Dopo l’Epifania il tempo perse gradatamente di mitezza per farsi sempre più fresco e poi più freddo, e il mare si mise a tempesta.

 

Ed ecco Capo Horn. La comitiva dei «Picpus» recita sulla tolda l’ufficio dei defunti e dice il rosario per il vescovo Rouchouse, i suoi quattordici missionari e le dieci suore, periti alla fine del 1842 in queste acque, nel naufragio della Marie Joseph, sulla rotta che doveva portarli alle Hawai. Son acque difficili, queste dello stretto di Magellano. Acque perigliose. L’R. W. Wood le solca filando a tutta forza, per lasciarle al più presto alle spalle.

Ma una notte, quando già l’equipaggio e i passeggeri si ritengono fuori pericolo, una ondata gigantesca   solleva la nave letteralmente in aria e la scaraventa nella furia degli elementi. Il trealberi impazzisce: gira su se stesso vorticosamente, come una trottola; ora si tuffa di prua, ora affonda di poppa, e subito dopo s’infila di lato e vien spazzato dai marosi; a tratti è del tutto sommerso, poi riaffiora, e il vento lo riacciuffa, lo schiaffeggia, lo scuote, lo squassa; e così, per dieci giorni e per dieci notti, l’R. W. Wood è sballottato di qua e di là, a vele ammainate, giacché è impossibile   governarle senza che le raffiche le strappino, ed è impossibile lottare   contro quell’arruffìo assordante di   venti, di schiume, di scrosci… E si è già a duecento miglia fuori della buona rotta!

Ma alfine l’inferno si placa, e un vento di poppa consente al capitano Guerken di spiegare tutte le vele.
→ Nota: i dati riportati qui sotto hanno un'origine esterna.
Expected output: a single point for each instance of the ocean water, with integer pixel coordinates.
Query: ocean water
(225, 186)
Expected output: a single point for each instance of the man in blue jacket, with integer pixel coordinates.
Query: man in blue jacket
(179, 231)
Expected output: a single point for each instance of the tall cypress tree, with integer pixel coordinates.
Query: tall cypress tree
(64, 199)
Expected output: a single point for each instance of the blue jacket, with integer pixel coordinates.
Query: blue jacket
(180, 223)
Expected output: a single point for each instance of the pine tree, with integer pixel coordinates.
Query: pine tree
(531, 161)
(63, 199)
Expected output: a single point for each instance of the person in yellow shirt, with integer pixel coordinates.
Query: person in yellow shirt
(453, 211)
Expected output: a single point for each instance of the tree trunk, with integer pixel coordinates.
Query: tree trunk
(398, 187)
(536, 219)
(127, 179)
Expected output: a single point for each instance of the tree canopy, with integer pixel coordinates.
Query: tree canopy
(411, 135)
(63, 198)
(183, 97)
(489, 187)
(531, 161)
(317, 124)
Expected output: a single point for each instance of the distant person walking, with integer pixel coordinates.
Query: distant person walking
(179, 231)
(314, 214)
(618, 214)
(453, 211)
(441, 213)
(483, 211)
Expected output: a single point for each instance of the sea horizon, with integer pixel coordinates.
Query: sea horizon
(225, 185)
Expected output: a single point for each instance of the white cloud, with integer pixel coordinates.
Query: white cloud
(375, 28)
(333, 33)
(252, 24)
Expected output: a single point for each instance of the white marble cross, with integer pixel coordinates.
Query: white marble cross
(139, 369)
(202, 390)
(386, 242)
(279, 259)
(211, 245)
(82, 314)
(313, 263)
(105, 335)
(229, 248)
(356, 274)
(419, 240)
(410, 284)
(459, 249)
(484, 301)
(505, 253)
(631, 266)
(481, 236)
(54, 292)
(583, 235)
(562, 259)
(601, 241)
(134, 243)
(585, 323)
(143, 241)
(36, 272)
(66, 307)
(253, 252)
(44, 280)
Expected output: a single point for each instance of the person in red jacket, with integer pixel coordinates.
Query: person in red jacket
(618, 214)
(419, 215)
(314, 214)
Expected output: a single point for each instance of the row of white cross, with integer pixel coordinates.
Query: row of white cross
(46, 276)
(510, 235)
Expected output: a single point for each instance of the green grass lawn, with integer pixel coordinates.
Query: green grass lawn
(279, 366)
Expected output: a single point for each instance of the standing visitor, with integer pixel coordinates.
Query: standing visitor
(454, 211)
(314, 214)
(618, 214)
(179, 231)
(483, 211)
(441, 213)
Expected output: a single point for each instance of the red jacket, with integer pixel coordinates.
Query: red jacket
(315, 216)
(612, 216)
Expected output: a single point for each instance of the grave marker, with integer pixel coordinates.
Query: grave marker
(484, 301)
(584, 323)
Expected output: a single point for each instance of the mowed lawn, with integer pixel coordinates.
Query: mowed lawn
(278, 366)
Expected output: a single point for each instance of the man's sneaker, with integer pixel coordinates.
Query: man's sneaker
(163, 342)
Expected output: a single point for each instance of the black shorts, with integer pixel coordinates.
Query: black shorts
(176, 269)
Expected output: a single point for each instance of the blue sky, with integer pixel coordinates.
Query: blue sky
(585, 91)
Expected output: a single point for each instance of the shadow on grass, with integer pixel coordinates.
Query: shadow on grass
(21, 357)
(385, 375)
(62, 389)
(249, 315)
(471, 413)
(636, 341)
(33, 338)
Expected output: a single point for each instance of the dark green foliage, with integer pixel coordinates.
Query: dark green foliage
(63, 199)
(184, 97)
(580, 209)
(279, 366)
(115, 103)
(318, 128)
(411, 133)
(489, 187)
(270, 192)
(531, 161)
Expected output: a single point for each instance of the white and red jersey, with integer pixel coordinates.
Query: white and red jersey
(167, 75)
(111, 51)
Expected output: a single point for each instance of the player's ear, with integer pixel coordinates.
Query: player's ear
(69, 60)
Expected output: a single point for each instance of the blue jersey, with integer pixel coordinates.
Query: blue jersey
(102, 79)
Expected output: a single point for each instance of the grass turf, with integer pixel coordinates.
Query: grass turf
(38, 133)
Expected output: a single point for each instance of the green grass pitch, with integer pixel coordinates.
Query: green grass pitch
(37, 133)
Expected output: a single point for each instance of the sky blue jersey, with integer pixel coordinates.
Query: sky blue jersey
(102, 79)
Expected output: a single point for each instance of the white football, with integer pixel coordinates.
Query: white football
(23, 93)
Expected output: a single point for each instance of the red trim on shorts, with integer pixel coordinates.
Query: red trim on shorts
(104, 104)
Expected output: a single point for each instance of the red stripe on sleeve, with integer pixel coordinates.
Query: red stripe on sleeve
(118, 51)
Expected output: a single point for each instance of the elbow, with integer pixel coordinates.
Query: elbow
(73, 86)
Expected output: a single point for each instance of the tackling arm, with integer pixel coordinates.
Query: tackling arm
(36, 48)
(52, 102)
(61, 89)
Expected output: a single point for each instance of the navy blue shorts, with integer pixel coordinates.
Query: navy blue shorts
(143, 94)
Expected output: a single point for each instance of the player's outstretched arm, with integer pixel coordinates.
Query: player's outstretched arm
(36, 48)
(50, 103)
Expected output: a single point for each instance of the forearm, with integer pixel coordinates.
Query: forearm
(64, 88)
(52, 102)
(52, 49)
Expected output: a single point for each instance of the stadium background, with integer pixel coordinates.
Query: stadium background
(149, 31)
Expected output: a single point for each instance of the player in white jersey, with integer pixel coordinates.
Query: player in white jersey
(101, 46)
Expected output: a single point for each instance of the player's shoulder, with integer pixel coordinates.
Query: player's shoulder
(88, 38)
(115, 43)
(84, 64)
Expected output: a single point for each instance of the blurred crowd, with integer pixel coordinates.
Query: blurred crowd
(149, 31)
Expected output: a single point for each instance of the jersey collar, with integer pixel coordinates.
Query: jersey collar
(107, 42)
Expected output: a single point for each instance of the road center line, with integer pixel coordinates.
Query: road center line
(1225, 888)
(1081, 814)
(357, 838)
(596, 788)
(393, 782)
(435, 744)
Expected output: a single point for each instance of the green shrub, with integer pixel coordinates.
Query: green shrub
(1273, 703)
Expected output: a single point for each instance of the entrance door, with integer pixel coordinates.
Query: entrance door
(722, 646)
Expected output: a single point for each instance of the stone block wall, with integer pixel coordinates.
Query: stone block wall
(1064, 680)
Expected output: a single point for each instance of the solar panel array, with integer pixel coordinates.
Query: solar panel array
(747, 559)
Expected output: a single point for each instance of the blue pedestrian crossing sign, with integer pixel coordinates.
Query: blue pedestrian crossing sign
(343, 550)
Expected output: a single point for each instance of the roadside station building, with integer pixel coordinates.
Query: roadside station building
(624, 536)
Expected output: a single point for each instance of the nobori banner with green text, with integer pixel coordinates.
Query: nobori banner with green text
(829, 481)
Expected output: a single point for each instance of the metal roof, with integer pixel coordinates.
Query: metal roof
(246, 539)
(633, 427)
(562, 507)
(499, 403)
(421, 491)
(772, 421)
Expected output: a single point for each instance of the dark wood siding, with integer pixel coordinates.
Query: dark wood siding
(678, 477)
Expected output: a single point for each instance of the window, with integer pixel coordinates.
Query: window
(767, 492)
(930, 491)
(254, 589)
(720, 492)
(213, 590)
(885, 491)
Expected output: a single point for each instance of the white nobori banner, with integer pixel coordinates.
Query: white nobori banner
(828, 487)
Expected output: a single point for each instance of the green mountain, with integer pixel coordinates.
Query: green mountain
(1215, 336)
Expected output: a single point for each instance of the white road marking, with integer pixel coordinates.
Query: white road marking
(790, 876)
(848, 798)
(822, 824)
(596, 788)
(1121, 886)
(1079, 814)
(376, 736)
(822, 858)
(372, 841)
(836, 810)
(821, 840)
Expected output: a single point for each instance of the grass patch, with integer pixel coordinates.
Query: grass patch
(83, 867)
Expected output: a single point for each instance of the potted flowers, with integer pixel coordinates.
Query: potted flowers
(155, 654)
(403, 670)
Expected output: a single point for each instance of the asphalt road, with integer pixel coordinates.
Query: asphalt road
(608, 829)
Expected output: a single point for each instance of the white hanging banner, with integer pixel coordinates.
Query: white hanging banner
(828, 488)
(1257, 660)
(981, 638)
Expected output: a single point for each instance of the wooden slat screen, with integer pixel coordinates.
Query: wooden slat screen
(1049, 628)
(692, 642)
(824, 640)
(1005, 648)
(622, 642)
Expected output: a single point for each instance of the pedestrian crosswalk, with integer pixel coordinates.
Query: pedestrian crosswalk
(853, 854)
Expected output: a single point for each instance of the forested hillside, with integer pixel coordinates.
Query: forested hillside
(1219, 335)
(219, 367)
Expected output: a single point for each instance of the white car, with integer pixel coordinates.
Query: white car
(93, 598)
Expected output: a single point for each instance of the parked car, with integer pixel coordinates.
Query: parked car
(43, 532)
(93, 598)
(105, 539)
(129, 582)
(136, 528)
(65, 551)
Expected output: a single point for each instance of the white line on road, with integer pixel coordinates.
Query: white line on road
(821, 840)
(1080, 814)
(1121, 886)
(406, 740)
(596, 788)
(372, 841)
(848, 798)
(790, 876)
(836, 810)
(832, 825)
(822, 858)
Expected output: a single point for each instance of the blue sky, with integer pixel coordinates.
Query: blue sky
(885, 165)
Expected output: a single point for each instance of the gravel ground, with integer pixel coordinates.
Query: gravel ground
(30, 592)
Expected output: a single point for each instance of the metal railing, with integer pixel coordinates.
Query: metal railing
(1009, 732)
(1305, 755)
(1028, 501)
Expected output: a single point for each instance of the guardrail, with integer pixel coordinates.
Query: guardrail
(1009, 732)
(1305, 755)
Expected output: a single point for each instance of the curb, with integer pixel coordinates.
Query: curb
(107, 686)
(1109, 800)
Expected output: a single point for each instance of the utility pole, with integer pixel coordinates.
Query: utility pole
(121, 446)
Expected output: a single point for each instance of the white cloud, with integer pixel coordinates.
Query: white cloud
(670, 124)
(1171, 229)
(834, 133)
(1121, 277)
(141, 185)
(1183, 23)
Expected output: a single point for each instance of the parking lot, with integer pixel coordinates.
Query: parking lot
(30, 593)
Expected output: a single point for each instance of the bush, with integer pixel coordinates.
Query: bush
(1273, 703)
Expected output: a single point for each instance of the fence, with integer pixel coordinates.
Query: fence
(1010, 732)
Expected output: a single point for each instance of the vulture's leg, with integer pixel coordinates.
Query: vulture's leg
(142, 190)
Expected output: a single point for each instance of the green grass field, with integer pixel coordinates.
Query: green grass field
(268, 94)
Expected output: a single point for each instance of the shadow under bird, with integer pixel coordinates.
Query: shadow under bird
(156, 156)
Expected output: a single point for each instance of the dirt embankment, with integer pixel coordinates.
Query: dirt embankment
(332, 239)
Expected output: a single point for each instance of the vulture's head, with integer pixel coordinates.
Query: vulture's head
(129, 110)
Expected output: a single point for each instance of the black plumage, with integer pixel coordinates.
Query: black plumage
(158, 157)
Dura due giorni, la buona sorte. Al terzo la nave incappa in un’altra tempesta e le vele devon esser di nuovo ammainate di fretta. Cavalloni alti come case si lanciano furiosi sulle murate, le investono da ogni lato, inclinano il veliero di babordo e lo spingono sotto, che quasi scompare, e poi lo rilanciano su, in vetta ad un flutto altissimo, per riafferrarlo e scompigliarlo ancora entro mulinelli vertiginosi.

 

Quando, dopo giorni e giorni, l’oceano Pacifico alfine si placa, sotto le fiancate dell’R. W. Wood sfilano i resti di parecchi velieri naufragati.

Capitan Guerken riaggiusta la rotta e spiega di nuovo tutte le vele al vento. La nave bordeggia l’isola Juan Fernandez – quella di Robinson Crosue –, segue il litorale di Panama, del Costarica e del Guatemala, e poi riaffronta il largo, rotta est-nord-est.

Il 19 marzo 1864 – centoquarantasei giorni dopo la partenza dal molo di Brema – l’R. W. Wood getta alfine le ancore nel porto di Honolulu, capitale delle Hawai e «paradiso del Pacifico».

È la festa di san Giuseppe; e di fronte a quel favoloso scenario di palme lussurreggianti, di magnolie profumate e di aranci dorati, fratel Damiano, al secolo Giuseppe De Veuster, torna per un attimo col pensiero a Tremeloo, il suo paesello natìo, dove lo stesso giorno ch’era venuto alla vita, egli era stato battezzato col nome di quel grande umile santo di Nazareth e affidato alla sua paterna protezione.